The books and their millions of readers, the actions of the Negroes, the organizational response of labor, can be termed as, on the whole, overwhelmingly progressive. The general tendency of ideas and actions is toward abolition of the oppression and humiliation of Negroes. Even the book the capitalists financed expressed itself (in wishy-washy terms) as aiming at some solution of the dilemma in terms of the Negro’s incorporation into American society on equal terms. The others make no bones about the necessity of this. And the public that reads them so eagerly is obviously in sympathy. That is splendid.

To state a problem in harshly truthful and moving terms is fine; for millions to read eagerly about it and be sympathetic about its solution is also fine. Also wherever there is such strong public feeling there is always a will to action. For the will to action, like the books and the readers, is also a manifestation of the social crisis. The question is what to do. And here the trouble begins.

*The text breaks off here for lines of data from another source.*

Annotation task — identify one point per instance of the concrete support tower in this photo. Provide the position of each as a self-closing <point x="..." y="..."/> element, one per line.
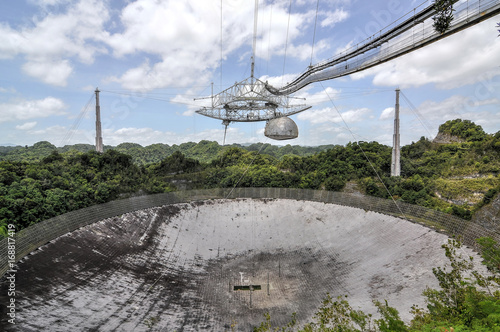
<point x="396" y="153"/>
<point x="98" y="134"/>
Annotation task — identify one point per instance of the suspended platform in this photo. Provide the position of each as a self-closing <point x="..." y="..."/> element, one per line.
<point x="250" y="101"/>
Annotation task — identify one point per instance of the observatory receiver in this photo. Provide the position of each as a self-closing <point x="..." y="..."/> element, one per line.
<point x="251" y="101"/>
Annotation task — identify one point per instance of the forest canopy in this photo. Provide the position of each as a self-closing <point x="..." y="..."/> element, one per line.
<point x="42" y="181"/>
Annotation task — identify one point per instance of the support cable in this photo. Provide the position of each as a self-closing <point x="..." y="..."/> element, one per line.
<point x="69" y="135"/>
<point x="419" y="116"/>
<point x="246" y="170"/>
<point x="286" y="41"/>
<point x="364" y="154"/>
<point x="314" y="34"/>
<point x="221" y="48"/>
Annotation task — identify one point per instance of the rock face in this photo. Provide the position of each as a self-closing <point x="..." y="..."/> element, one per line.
<point x="489" y="215"/>
<point x="443" y="138"/>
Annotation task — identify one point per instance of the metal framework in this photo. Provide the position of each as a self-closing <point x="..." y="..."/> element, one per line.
<point x="249" y="101"/>
<point x="415" y="31"/>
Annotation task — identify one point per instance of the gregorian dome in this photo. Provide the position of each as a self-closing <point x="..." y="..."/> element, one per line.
<point x="281" y="128"/>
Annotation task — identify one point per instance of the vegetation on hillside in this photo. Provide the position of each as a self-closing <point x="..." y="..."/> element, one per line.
<point x="204" y="151"/>
<point x="456" y="178"/>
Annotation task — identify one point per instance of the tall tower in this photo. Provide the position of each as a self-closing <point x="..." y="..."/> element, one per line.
<point x="396" y="153"/>
<point x="98" y="134"/>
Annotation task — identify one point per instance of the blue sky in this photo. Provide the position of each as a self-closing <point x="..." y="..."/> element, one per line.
<point x="151" y="58"/>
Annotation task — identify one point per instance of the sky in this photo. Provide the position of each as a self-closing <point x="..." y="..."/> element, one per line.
<point x="153" y="59"/>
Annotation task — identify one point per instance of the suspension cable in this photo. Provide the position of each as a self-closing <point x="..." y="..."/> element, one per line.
<point x="67" y="137"/>
<point x="314" y="34"/>
<point x="363" y="151"/>
<point x="286" y="41"/>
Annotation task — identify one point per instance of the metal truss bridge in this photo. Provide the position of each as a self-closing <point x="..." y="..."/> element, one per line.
<point x="415" y="31"/>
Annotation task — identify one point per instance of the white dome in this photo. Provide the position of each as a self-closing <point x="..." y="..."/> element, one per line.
<point x="281" y="128"/>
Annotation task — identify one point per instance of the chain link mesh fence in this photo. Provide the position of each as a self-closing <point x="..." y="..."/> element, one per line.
<point x="29" y="239"/>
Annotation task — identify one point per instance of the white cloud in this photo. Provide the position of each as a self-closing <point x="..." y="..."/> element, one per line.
<point x="326" y="95"/>
<point x="49" y="42"/>
<point x="462" y="59"/>
<point x="51" y="72"/>
<point x="388" y="113"/>
<point x="31" y="109"/>
<point x="332" y="18"/>
<point x="26" y="126"/>
<point x="181" y="41"/>
<point x="331" y="115"/>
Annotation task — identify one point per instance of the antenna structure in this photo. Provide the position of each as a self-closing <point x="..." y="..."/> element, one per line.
<point x="250" y="100"/>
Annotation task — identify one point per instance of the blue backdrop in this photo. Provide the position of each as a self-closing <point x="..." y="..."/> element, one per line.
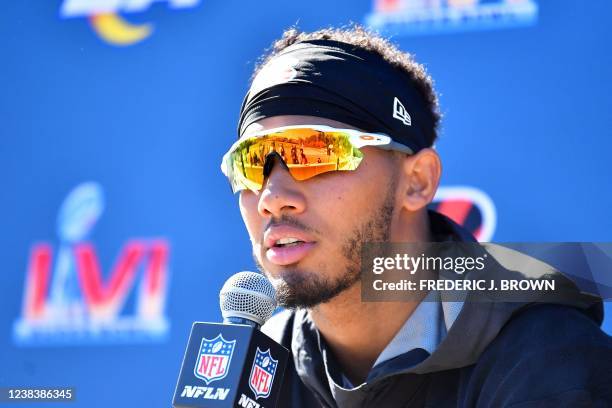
<point x="143" y="102"/>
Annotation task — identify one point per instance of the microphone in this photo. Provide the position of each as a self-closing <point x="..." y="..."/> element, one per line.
<point x="247" y="298"/>
<point x="234" y="364"/>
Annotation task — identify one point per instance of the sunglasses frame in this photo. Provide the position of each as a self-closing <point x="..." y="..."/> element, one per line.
<point x="357" y="138"/>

If the facts we have observed are the expression of the social crisis, then the solution, the ideas of solution, must penetrate to the very essence of the social problem – that is to say, to the nature of capitalist society itself. For if not, there is nothing in store but disappointment, disillusionment, and despair.

An old proverb says that desperate diseases demand desperate remedies. The readers of books, the protesting Negro masses, the labor unions striving for social solidarity, the collective will to action which is maturing and achieving results in the labor movement – these varying forces will not be able to avoid the ultimate answer: capitalism or socialism.